US Secretary of State Hillary Clinton appeared to break with US policy on Tuesday when she discussed Lebanese resistance group Hezbollah on the Charlie Rose show, identifying only the organization's "military wing" as a terrorist concern.
Discussing the recent negotiations between the five UN Security Council nations plus Germany -- P5+1 -- and Iran, Secretary Clinton told Rose:
"I mean, the Iranians not only worry us because of their nuclear program, they worry us because of their support for terrorism, their support for the military wing of Hezbollah, their support for Hamas, their interference in the internal affairs of their neighbors, trying to destabilize gulf countries and other countries throughout the greater region."
Hezbollah has been on the US State Department's List of Terrorist Organizations since 1999, with no distinctions thus far made between the group's military or political branches. Hezbollah itself rejects distinctions between its various bodies.
Earlier this summer, the British government did make that distinction however, placing only Hezbollah's military wing on its list of organizations banned under the 2000 Terrorism Act. Globally, only the United States, Canada and Israel view Hezbollah as a terrorist group.
A State Department spokeswoman, however, denied any policy shift, saying: "The Secretary's statement is fully consistent with our existing policy. Hezbollah is a terrorist organization."
But if Clinton's statement during the lengthy interview with Rose was a mere slip of the tongue, it was a very precise and specific gaff.
Which begs the question, is the US administration about to tweak its decade-long position on Hezbollah, and if so, why now?
The US Secretary of State's new phrasing comes exactly one day after the formation of a unity government in Lebanon, led by US-backed Prime Minister Saad Hariri.
The government's new cabinet includes ten ministerial positions for the Hezbollah-led opposition, two of which will go to Hezbollah members.

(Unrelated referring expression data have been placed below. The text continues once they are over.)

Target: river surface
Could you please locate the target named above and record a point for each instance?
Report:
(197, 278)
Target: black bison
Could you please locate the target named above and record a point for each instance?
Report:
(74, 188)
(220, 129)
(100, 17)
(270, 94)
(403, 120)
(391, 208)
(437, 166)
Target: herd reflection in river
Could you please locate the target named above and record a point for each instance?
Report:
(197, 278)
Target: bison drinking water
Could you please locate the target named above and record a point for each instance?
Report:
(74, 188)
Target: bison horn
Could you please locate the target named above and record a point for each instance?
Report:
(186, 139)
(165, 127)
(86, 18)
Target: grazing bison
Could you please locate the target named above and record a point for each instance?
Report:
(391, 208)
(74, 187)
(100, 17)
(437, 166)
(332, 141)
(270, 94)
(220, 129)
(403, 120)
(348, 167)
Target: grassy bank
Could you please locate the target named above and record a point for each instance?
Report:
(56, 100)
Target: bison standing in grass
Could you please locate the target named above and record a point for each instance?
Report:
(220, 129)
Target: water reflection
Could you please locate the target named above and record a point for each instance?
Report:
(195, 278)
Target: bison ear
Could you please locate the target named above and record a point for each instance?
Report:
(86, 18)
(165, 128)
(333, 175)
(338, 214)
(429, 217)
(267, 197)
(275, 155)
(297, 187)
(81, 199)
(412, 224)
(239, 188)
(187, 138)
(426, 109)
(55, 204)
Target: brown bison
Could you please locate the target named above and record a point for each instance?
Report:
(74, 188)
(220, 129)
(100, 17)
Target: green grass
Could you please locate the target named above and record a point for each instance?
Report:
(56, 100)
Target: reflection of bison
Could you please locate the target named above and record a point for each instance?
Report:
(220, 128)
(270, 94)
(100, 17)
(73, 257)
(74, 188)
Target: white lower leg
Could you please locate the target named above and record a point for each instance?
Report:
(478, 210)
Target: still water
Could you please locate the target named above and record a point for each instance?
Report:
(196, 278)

Any change in the US's position on the Lebanese resistance group could reflect this new reality: that Hezbollah participated in democratically held elections and is now part of Lebanon's official governmental body.
In the background, however, lurks another possible incentive for a US policy shift. A war of words between Israel and Hezbollah has persisted since the end of Israel's 33-day war on Lebanon in mid-2006. The stalemate that resulted was widely viewed as a defeat for Israel, a country that has relied on the psychology of victory to act as a deterrent for its Arab neighbors. And this perception of defeat has caused significant frustration within Israel's military establishment.
This past summer, Israeli rhetoric threatening Lebanon peaked when it became clear that although the pro-US coalition had won the Lebanese elections, a unity government including Hezbollah was inevitable.
"If Hezbollah joins the Lebanese government as an official entity, let it be clear that the Lebanese government, as far as we are concerned, is responsible for any attack -- any attack -- from its area on the state of Israel," Israeli Prime Minister Benjamin Netanyahu said as recently as August. These comments followed similar statements by Israeli Defense Minister Ehud Barak and Deputy Foreign Minister Danny Ayalon, increasing speculation that another military conflict could be in the offing.
Could the US administration be softening its stance on Hezbollah in order to give Lebanon's new government a shot at succeeding, and simultaneously warning Israel to back off? President Obama has a lot on his plate, juggling talks with Iran -- an Israeli foe and Hezbollah ally -- managing US military activities in Afghanistan and Iraq and trying to jumpstart peace talks between Palestinians and Israel. The last thing he needs is another large-scale armed conflict in the region to distract from his Mideast agenda.
In August, Obama's Assistant on Homeland Security and Counter-terrorism, John Brennan introduced more moderate language about the Lebanese resistance group at an event held at the Center for Strategic and International Studies in DC.
While reiterating the US position on Hezbollah as a terrorist organization, Brennan painted a more nuanced picture of the group:
"Hezbollah started out as purely a terrorist organization in the early '80s and has evolved significantly over time. And now it has members of parliament, in the cabinet; there are lawyers, doctors, others who are part of the Hezbollah organization ... And so, quite frankly, I'm pleased to see that a lot of Hezbollah individuals are in fact renouncing that type of terrorism and violence and are trying to participate in the political process in a very legitimate fashion."
In an article in The Nation a few days later, a State Department spokesman responded to Brennan's comments: "U.S. policy toward Hezbollah has not changed. We do not make any distinction between the political and military wings."
But his Secretary of State just did.
Whether Clinton on Tuesday deliberately meant to redefine US policy on Hezbollah or not, it seems the thinking within the administration has taken a turn anyway.